One way you know you’re on soft ground in an argument is to hear something like His supporters are all nuts, or Her policies won’t help anyone. In conversations that are trying honestly to get somewhere, to test one’s opinions against the thoughts of others, generalities like these are as dangerous as a riptide that will engulf any particular that gets too close.

When we are in our best logical frame of mind, we are aware of two kinds of statements, universal and particular. Universal statements say something about all or every: All politicians worry about themselves first or Every last one of them should be thrown out of office. The subjects here, all politicians and every last one of them name what is called a class, and such statements are called universal because they assert something about each and every member of the class they name.

Particular statements are not so confident. If I can summon the courage in an argument with someone to correct myself and say, Well, I shouldn’t say all politicians, but it’s true that some politicians worry about themselves first, I have, in the interest of more careful thinking, changed the universal statement into a particular: not all, but some. Where a universal will bravely assert something of an entire class, a particular cuts with a finer blade, recognizing that life rarely first appears so clean cut.

All of this has to do with what is called generalization. It seems to be an inveterate inclination of human beings to look for answers, for the causes and reasons, whys and wherefores of what is going on in the world. We generalize in order to come to some conclusion, and we do it properly after we’ve taken note of a sufficient number of particular instances. Examining the particulars ensures the health of our generalizations; it is what we rely on our doctors and scientists and technicians to do with care and integrity, so that they don’t move too fast and rest on an answer that is only true in part.

But thinking clearly is not an easy friend, and when we just don’t want to take on the effort of explaining ourselves, of making finer distinctions of fact and evidence—when we just want the big answer, the one pill now to solve it all, we give rein to other of our natural propensities and declare it dauntlessly as we already know it to be. Generalization, in other words, can slacken into a logical fallacy called hasty generalization.

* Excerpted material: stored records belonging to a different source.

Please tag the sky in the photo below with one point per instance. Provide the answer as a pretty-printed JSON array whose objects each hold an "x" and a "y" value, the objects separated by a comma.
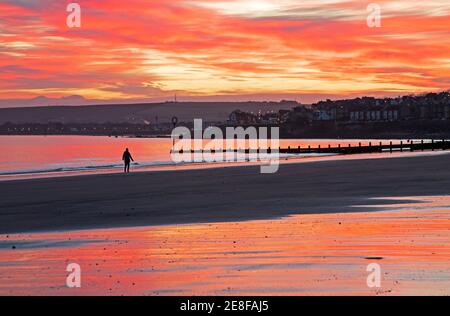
[{"x": 224, "y": 49}]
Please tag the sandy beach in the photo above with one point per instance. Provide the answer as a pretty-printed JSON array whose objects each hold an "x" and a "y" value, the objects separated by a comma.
[{"x": 214, "y": 195}]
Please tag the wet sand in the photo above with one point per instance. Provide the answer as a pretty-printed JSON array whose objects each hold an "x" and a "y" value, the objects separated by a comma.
[
  {"x": 313, "y": 254},
  {"x": 214, "y": 195}
]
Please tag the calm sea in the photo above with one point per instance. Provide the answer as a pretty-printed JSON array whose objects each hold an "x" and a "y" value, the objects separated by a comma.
[{"x": 42, "y": 156}]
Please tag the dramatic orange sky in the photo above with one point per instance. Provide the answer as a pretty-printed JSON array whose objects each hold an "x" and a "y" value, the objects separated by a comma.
[{"x": 136, "y": 49}]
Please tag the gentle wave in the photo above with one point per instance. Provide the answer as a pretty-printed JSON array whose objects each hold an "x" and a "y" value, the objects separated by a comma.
[{"x": 114, "y": 166}]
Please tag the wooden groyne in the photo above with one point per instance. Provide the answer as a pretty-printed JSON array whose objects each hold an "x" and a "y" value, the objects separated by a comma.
[{"x": 411, "y": 146}]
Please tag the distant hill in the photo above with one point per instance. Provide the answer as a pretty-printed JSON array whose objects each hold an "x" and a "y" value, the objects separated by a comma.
[{"x": 135, "y": 113}]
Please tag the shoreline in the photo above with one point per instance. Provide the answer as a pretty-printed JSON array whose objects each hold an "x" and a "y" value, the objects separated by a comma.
[
  {"x": 214, "y": 194},
  {"x": 165, "y": 167}
]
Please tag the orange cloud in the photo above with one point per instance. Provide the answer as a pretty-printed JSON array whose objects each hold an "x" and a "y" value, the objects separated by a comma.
[{"x": 141, "y": 49}]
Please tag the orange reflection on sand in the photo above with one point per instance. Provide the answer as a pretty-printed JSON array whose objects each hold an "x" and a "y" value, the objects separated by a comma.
[{"x": 318, "y": 254}]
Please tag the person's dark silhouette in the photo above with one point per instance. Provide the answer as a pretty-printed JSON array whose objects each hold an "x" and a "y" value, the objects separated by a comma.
[{"x": 127, "y": 158}]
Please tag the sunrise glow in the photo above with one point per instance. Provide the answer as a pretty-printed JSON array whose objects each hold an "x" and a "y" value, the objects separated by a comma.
[{"x": 148, "y": 49}]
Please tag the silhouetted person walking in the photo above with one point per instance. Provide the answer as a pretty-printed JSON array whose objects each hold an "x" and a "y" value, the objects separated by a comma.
[{"x": 127, "y": 160}]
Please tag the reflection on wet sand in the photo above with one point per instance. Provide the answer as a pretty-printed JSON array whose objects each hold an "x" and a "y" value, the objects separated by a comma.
[{"x": 318, "y": 254}]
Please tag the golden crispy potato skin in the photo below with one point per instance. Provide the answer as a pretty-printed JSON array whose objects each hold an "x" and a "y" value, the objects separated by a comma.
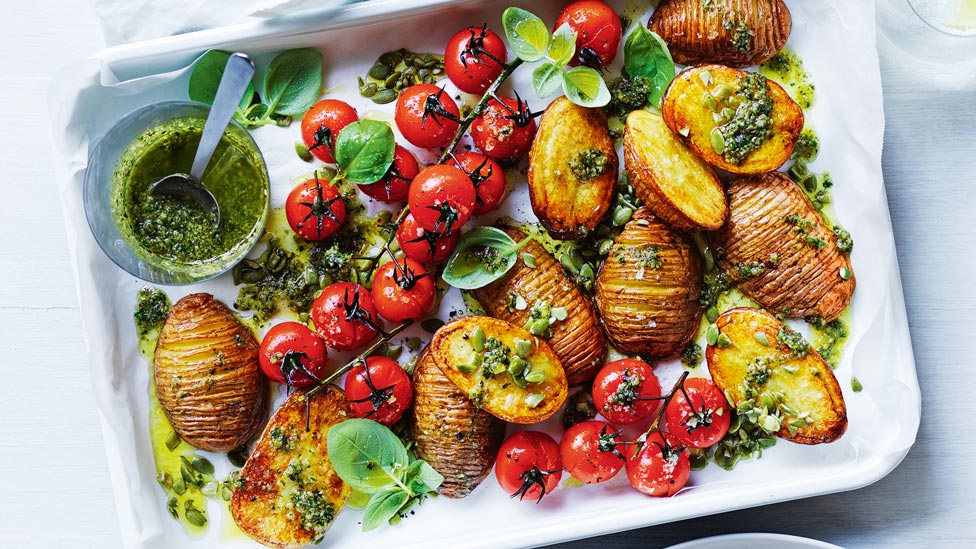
[
  {"x": 566, "y": 206},
  {"x": 806, "y": 382},
  {"x": 497, "y": 394},
  {"x": 648, "y": 287},
  {"x": 456, "y": 438},
  {"x": 288, "y": 467},
  {"x": 676, "y": 185},
  {"x": 771, "y": 221},
  {"x": 697, "y": 35},
  {"x": 687, "y": 114},
  {"x": 207, "y": 376},
  {"x": 578, "y": 341}
]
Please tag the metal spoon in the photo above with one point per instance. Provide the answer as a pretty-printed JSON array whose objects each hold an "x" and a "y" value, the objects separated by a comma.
[{"x": 237, "y": 74}]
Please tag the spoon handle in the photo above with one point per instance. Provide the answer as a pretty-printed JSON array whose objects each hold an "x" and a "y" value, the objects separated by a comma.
[{"x": 237, "y": 74}]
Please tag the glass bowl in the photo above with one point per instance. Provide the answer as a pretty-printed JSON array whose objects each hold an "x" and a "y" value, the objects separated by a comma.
[{"x": 120, "y": 163}]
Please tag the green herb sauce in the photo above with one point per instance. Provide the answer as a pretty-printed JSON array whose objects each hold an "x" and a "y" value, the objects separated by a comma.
[{"x": 179, "y": 230}]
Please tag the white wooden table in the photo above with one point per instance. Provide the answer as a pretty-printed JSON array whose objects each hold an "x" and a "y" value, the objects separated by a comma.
[{"x": 54, "y": 482}]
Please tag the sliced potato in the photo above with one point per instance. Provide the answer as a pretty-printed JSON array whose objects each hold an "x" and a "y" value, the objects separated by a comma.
[
  {"x": 289, "y": 493},
  {"x": 578, "y": 341},
  {"x": 207, "y": 376},
  {"x": 738, "y": 33},
  {"x": 648, "y": 287},
  {"x": 454, "y": 436},
  {"x": 676, "y": 185},
  {"x": 757, "y": 366},
  {"x": 689, "y": 115},
  {"x": 454, "y": 353},
  {"x": 572, "y": 169},
  {"x": 780, "y": 252}
]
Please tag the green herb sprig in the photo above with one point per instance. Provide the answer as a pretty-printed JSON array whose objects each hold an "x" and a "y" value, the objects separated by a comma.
[{"x": 372, "y": 460}]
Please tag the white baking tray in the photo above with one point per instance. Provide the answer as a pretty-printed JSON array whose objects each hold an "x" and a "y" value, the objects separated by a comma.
[{"x": 836, "y": 41}]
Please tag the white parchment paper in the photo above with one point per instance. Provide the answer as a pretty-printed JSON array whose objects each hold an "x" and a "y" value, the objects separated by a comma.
[{"x": 837, "y": 44}]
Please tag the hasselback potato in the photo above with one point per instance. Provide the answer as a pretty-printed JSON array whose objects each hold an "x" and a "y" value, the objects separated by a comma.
[
  {"x": 739, "y": 33},
  {"x": 207, "y": 376},
  {"x": 779, "y": 251},
  {"x": 578, "y": 341},
  {"x": 648, "y": 287},
  {"x": 454, "y": 436}
]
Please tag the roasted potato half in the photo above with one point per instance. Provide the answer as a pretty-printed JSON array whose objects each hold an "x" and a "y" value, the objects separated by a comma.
[
  {"x": 572, "y": 169},
  {"x": 738, "y": 33},
  {"x": 207, "y": 376},
  {"x": 680, "y": 188},
  {"x": 578, "y": 341},
  {"x": 693, "y": 107},
  {"x": 518, "y": 392},
  {"x": 780, "y": 252},
  {"x": 289, "y": 494},
  {"x": 766, "y": 363},
  {"x": 454, "y": 436},
  {"x": 648, "y": 287}
]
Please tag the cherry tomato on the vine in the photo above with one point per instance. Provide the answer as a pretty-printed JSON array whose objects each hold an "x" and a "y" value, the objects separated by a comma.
[
  {"x": 598, "y": 32},
  {"x": 344, "y": 316},
  {"x": 504, "y": 131},
  {"x": 380, "y": 391},
  {"x": 422, "y": 245},
  {"x": 590, "y": 451},
  {"x": 626, "y": 391},
  {"x": 528, "y": 465},
  {"x": 426, "y": 116},
  {"x": 661, "y": 467},
  {"x": 395, "y": 184},
  {"x": 474, "y": 58},
  {"x": 698, "y": 414},
  {"x": 293, "y": 355},
  {"x": 441, "y": 198},
  {"x": 315, "y": 209},
  {"x": 488, "y": 178},
  {"x": 321, "y": 126},
  {"x": 403, "y": 289}
]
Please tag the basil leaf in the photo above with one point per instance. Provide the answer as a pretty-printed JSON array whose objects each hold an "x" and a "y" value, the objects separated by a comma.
[
  {"x": 547, "y": 79},
  {"x": 483, "y": 255},
  {"x": 293, "y": 81},
  {"x": 205, "y": 79},
  {"x": 364, "y": 150},
  {"x": 563, "y": 45},
  {"x": 527, "y": 35},
  {"x": 646, "y": 54},
  {"x": 382, "y": 507},
  {"x": 366, "y": 455},
  {"x": 584, "y": 86}
]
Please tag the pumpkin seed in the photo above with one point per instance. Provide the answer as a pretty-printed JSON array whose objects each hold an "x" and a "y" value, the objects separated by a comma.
[{"x": 718, "y": 141}]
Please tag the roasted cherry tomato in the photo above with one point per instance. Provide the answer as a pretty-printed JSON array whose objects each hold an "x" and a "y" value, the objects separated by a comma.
[
  {"x": 598, "y": 32},
  {"x": 626, "y": 391},
  {"x": 380, "y": 391},
  {"x": 661, "y": 467},
  {"x": 314, "y": 209},
  {"x": 590, "y": 451},
  {"x": 292, "y": 355},
  {"x": 529, "y": 465},
  {"x": 422, "y": 245},
  {"x": 488, "y": 178},
  {"x": 344, "y": 316},
  {"x": 504, "y": 131},
  {"x": 698, "y": 414},
  {"x": 321, "y": 126},
  {"x": 441, "y": 198},
  {"x": 403, "y": 289},
  {"x": 395, "y": 184},
  {"x": 474, "y": 58},
  {"x": 426, "y": 116}
]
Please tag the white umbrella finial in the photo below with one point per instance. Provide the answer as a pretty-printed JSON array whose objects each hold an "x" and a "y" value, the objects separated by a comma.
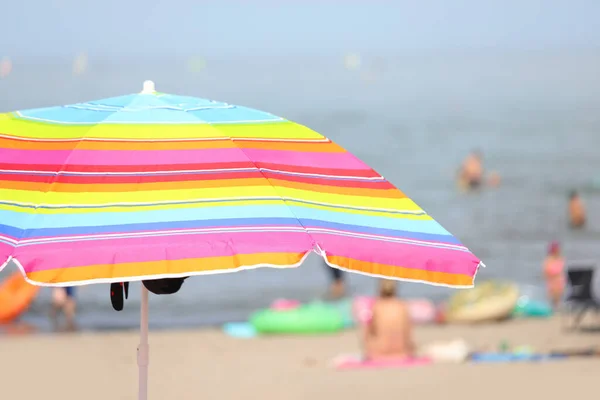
[{"x": 148, "y": 87}]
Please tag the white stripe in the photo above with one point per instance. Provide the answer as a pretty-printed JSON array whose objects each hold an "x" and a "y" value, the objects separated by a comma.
[
  {"x": 114, "y": 109},
  {"x": 385, "y": 238},
  {"x": 218, "y": 138},
  {"x": 201, "y": 231},
  {"x": 194, "y": 122},
  {"x": 226, "y": 271},
  {"x": 164, "y": 172}
]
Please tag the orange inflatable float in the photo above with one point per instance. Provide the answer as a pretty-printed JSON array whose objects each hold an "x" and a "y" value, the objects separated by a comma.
[{"x": 15, "y": 297}]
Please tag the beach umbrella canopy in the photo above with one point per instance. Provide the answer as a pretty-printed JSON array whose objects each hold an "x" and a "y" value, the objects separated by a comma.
[{"x": 152, "y": 186}]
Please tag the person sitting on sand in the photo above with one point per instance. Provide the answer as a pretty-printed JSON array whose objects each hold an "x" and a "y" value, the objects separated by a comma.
[
  {"x": 576, "y": 210},
  {"x": 388, "y": 334},
  {"x": 63, "y": 299},
  {"x": 554, "y": 273}
]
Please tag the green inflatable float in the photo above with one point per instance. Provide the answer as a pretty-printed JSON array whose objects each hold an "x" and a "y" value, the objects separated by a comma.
[{"x": 312, "y": 318}]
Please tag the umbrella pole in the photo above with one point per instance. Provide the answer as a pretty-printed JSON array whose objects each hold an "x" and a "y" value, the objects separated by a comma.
[{"x": 143, "y": 348}]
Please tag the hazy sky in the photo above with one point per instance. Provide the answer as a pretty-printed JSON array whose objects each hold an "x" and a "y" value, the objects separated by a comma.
[{"x": 117, "y": 27}]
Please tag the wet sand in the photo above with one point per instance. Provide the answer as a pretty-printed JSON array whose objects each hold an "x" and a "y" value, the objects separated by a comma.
[{"x": 205, "y": 364}]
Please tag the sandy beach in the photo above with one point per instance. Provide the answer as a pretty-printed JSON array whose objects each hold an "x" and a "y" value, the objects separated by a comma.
[{"x": 205, "y": 364}]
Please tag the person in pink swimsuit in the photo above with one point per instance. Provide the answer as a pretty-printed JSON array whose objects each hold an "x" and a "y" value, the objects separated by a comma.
[{"x": 554, "y": 265}]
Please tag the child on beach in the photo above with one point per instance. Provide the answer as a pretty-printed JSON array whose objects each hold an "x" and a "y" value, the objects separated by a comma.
[
  {"x": 554, "y": 274},
  {"x": 388, "y": 333},
  {"x": 63, "y": 299}
]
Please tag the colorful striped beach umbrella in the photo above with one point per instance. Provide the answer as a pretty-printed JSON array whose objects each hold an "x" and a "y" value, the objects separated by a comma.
[{"x": 152, "y": 185}]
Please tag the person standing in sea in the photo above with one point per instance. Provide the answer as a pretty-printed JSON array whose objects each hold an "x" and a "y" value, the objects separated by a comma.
[{"x": 554, "y": 265}]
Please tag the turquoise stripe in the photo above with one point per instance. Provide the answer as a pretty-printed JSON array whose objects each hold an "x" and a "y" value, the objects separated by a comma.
[
  {"x": 42, "y": 221},
  {"x": 398, "y": 224},
  {"x": 149, "y": 109}
]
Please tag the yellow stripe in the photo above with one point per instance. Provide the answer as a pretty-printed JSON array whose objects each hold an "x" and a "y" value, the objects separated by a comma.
[
  {"x": 38, "y": 130},
  {"x": 54, "y": 198},
  {"x": 183, "y": 266},
  {"x": 47, "y": 211}
]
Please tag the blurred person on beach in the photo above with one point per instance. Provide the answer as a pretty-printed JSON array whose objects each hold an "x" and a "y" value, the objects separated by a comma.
[
  {"x": 337, "y": 288},
  {"x": 63, "y": 300},
  {"x": 576, "y": 211},
  {"x": 471, "y": 171},
  {"x": 554, "y": 265},
  {"x": 471, "y": 175},
  {"x": 388, "y": 333}
]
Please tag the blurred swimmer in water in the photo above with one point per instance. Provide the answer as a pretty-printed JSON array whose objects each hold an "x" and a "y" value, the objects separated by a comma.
[
  {"x": 471, "y": 173},
  {"x": 577, "y": 216}
]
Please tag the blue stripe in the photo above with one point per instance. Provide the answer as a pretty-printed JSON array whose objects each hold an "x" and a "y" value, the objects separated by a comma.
[
  {"x": 89, "y": 230},
  {"x": 224, "y": 223},
  {"x": 43, "y": 221},
  {"x": 308, "y": 223},
  {"x": 149, "y": 109},
  {"x": 401, "y": 224}
]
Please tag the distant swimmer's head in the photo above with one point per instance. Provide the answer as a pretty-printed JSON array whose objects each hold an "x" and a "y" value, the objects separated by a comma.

If genuine generalization is the search for a principle after looking closely at the facts, hasty generalization has no time for such careful consideration: I know what I know. And so the angels shudder.

Knowing the difference, then, between universal and particular statements can put us on our guard to be more careful, not only in our own thinking but in taking on board the over-confident conclusions of others. Whether the words all or some are actually present in a statement or only assumed, they mark two very different kinds of assertion, and relying only and often on the universal can be of doubtable value in a complicated world.